For example, they blame America for their own issue of lacking tech companies, despite Europe taking credit for having fewer work hours, more 'equitable' societies, etc.
They blame China for their own issue of lacking domestic manufacturing, despite their pride at having strong unions, supposedly good labor protections, and vacations.
They blame India for the bogey of 'buying Russian oil', instead of blaming themselves for being the LARGEST purchaser of refined oil products from India. As if India, one of the hottest countries on the planet, actually needs heating oil.
At this point, which country / region does Europe not blame? It's always someone else's fault. No one even thinks to look inside themselves.
Why would we blame the US for our own inability to build a viable software industry? Europe has been painfully aware for years that this is self-inflicted.
The reason there is now serious talk about reducing dependence on the US is not resentment, it is risk. Dependence used to be a convenience. It is increasingly a liability. Trust in long-term stability, rule continuity, and alignment of interests is no longer something we can assume. That changes the calculus, regardless of who is "at fault".
From the perspective of someone who works in software, I’m glad this conversation is finally happening. It’s not about assigning blame. It is about taking responsibility for capabilities we should never have outsourced so completely in the first place.
If this looks like blame from the outside, that’s a misunderstanding of what self-correction looks like.
What's not clear is if Europeans are actually willing to federalize/centralize power enough to make that happen. E.g. in foreign policy, a Europe with twenty different strategies and twenty different militaries will never be able to swing its weight around the same as the US*, even if the collective level of power is the same on paper. But Europeans are still focused so much on "my country wants to do X" that it seems like they'd rather be separate than strong.
* A strong military is almost always an important component of foreign policy, even when it's not actually used to do anything...because of the implication.
India and the EU have managed to work as adults and find a way to sign an FTA [0] and Defense Pact [1] last week. The adults in the room found a way to compromise and turn a zero sum game into a stag hunt and anyone repeating tired tropes like above is either extremely uninformed or a bot.
[0] - https://policy.trade.ec.europa.eu/eu-trade-relationships-cou...
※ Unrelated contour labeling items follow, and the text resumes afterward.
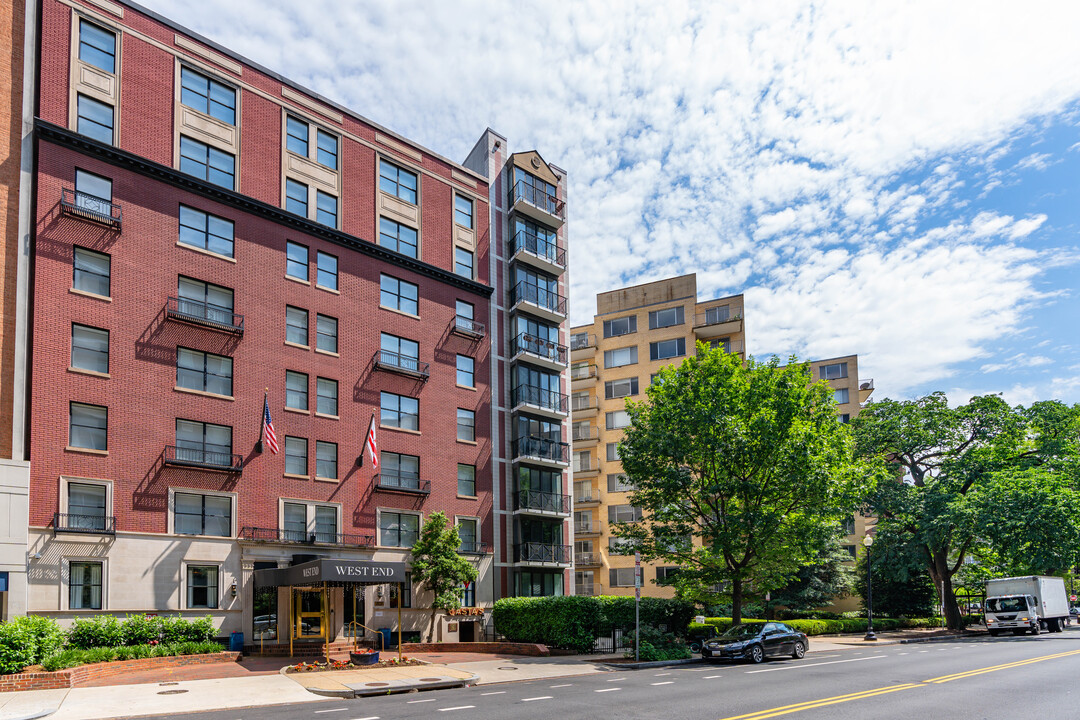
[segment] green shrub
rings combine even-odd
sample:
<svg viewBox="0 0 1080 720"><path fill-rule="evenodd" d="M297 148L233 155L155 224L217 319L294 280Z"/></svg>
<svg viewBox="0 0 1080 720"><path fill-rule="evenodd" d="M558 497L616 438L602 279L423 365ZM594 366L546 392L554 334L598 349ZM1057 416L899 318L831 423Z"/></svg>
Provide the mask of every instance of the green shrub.
<svg viewBox="0 0 1080 720"><path fill-rule="evenodd" d="M76 619L71 622L67 636L68 644L80 650L124 644L123 627L113 615Z"/></svg>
[1] - https://www.eeas.europa.eu/eeas/security-and-defence-eu-and-...
If there were adults in the room in 2023, trump doesn’t get elected.
The adults in the room bypassed a democratic primary. The adults in the room proffered up a candidate whose vote platform was solely based on “I’m not him!”
Adults cut from the same cloth made the same emotional decisions with this trade agreement: “we aren’t trading with trump!” Fuck yeah, now what?
The adults in the room lost the plot decades ago.
[0] - >>43574128
[1] - >>44989996
No heads of state or government in Europe believes, or claims, that India is to blame for Russia’s war on Ukraine.
They blame Russia for Russia’s war on Ukraine.
I can’t know where you get your “news” from, but perhaps you should consider trying to follow more serious news organizations. AP, Reuters and BBC are highly factual with little or no political spin. For more analytical content you may consider The Economist, but be aware that they do publish opinion as well.
You seem to need a news diet that is higher on factuality and lower on spin.
It isn't on me to infer your thought processes. How strange.